Philips HomeRun 3000 Series Aqua XU3100/01

Deze Philips‑robot is bedoeld voor wie minder vaak handmatig wil schoonmaken. Hij beschikt over een gecombineerde stofzuig‑ en dweilfunctie en kan zichzelf legen via het automatische station. Met een gebruiksduur tot 200 minuten in de laagste stand en een geluidsniveau van 66 dB kan hij urenlang zijn werk doen zonder al te veel herrie. De stofcontainer van 35 cl is kleiner dan bij de HomeRun 7000, maar door het automatische leegmechanisme is dat geen probleem.
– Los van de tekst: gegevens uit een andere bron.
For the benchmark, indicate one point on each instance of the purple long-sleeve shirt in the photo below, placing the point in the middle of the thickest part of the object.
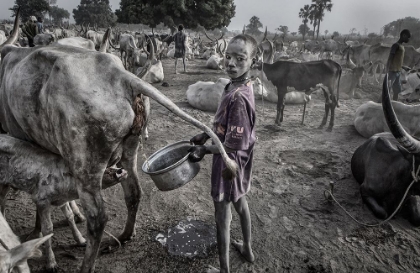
(234, 125)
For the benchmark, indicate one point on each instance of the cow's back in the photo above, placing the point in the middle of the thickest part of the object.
(57, 95)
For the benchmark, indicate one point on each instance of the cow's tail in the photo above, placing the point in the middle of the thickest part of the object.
(340, 70)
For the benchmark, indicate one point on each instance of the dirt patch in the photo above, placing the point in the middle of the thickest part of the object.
(294, 228)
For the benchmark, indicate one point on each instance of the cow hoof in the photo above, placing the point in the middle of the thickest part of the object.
(79, 218)
(51, 269)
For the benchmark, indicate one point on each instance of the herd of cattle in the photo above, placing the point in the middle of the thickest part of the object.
(77, 105)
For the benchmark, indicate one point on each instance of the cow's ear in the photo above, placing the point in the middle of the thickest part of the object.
(404, 152)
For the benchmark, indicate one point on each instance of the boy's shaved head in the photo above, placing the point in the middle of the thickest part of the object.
(247, 40)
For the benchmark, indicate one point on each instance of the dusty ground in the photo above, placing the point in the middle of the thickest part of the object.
(294, 228)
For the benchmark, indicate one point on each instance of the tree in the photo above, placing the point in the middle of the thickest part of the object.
(303, 29)
(284, 30)
(305, 13)
(395, 27)
(30, 8)
(319, 7)
(209, 14)
(58, 14)
(254, 26)
(94, 12)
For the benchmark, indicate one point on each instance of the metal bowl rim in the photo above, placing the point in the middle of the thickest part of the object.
(167, 169)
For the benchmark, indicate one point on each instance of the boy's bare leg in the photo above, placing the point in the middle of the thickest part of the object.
(223, 217)
(241, 207)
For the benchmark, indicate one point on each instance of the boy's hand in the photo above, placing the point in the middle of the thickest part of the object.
(199, 139)
(197, 153)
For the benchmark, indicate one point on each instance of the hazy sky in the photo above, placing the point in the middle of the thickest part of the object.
(345, 14)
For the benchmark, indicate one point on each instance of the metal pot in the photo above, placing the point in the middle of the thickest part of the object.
(170, 167)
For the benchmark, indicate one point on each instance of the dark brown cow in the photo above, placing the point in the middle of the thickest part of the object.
(303, 77)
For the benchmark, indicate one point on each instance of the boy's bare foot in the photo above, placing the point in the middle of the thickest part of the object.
(211, 269)
(246, 253)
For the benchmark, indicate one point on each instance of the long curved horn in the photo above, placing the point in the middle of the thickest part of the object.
(15, 32)
(139, 86)
(152, 50)
(265, 35)
(205, 33)
(408, 142)
(105, 41)
(349, 62)
(145, 50)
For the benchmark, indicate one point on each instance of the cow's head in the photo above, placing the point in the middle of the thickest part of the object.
(410, 146)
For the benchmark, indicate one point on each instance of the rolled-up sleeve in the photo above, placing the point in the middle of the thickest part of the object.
(238, 131)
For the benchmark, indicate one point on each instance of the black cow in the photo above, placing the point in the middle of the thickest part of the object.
(303, 77)
(383, 165)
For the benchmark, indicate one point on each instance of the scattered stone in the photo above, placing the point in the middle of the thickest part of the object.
(190, 238)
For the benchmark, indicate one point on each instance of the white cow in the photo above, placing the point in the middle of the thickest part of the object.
(77, 42)
(46, 177)
(369, 118)
(206, 96)
(13, 254)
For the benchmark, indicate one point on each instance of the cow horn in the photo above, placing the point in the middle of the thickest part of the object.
(152, 50)
(349, 62)
(15, 32)
(139, 86)
(105, 41)
(205, 33)
(408, 142)
(265, 35)
(145, 50)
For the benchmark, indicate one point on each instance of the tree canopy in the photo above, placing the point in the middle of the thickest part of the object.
(319, 7)
(94, 12)
(30, 8)
(210, 14)
(394, 28)
(58, 14)
(254, 26)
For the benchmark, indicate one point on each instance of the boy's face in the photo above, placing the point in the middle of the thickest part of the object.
(238, 59)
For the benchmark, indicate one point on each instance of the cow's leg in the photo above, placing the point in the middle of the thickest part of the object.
(331, 125)
(68, 213)
(4, 189)
(79, 217)
(371, 202)
(324, 119)
(412, 210)
(131, 186)
(89, 190)
(44, 211)
(36, 232)
(280, 107)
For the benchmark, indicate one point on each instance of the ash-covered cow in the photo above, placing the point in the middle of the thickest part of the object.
(369, 118)
(13, 254)
(49, 182)
(302, 76)
(206, 96)
(91, 122)
(383, 167)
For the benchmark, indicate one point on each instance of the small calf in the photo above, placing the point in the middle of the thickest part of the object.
(46, 177)
(13, 254)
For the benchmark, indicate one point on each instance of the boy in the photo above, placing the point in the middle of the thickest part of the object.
(180, 40)
(395, 62)
(234, 124)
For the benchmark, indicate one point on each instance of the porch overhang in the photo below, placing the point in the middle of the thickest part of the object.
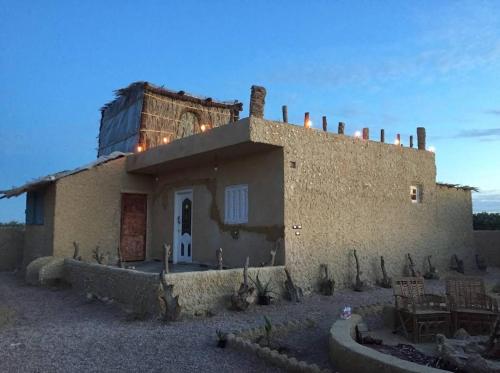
(218, 144)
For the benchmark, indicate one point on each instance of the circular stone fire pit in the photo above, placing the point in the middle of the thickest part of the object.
(352, 357)
(460, 355)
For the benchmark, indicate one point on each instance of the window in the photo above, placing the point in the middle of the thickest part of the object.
(34, 208)
(188, 125)
(236, 204)
(416, 194)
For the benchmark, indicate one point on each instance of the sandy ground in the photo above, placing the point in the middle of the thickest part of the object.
(53, 330)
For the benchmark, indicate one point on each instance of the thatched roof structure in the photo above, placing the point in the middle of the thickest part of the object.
(458, 186)
(178, 95)
(52, 178)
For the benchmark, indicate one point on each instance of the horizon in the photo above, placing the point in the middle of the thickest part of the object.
(393, 66)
Je bedient het apparaat via de app en kunt daar zowel een schema programmeren als zones instellen. De Aqua XU3100/01 is een model uit de recente 3000‑serie en doordat hij een mop‑pad heeft kan hij zowel droog als nat reinigen, wat handig is voor harde vloeren zoals tegels en laminaat.

iRobot Roomba Combo j9+

De Roomba Combo j9+ is een model dat je vloeren zowel kan stofzuigen als dweilen. De Combo j9 beschikt over een opvangbak van 31 cl en hij kan zelf zijn inhoud legen in het automatische basisstation dat bij de set hoort. De Li‑ion‑accu zorgt voor een lange gebruiksduur en de robot maakt een routeplanning zodat elke ruimte efficiënt wordt schoongemaakt.

Via de app kun je zones instellen waar de robot niet mag komen en het dweilelement in‑ of uitschakelen. In de basis maakt de Combo j9+ zelfstandig een kaart van je woning en keert terug naar het station wanneer de accu moet opladen of de stofcontainer vol is. De robot is bedoeld voor huishoudens die gemak belangrijk vinden en biedt naast stofzuigen ook een dweilfunctie voor hardere vloeren.

MOVA Tech P50 Ultra

De MOVA Tech P50 Ultra is een forse robotstofzuiger met een basisstation. Het apparaat heeft een stofreservoir van 30 cl en wordt geleverd met een basisstation waarin je het stof eenvoudig kunt verwijderen. De robot produceert een geluidsniveau van 74 dB, iets hoger dan de Philips‑modellen, en weegt inclusief station ruim 13 kg.

Hij kan uiteraard ook automatisch terugkeren naar het station om op te laden of te legen. In de specificaties staat dat de MOVA is voorzien van een Li‑ion‑batterij en dat hij zowel kan stofzuigen als dweilen. De meegeleverde app maakt het mogelijk om routes in te stellen en zones te blokkeren. Met een vermogen van 700 W is hij krachtig genoeg voor tapijten en harde vloeren. Het is geschikt voor mensen die een uitgebreid station met automatische functies willen.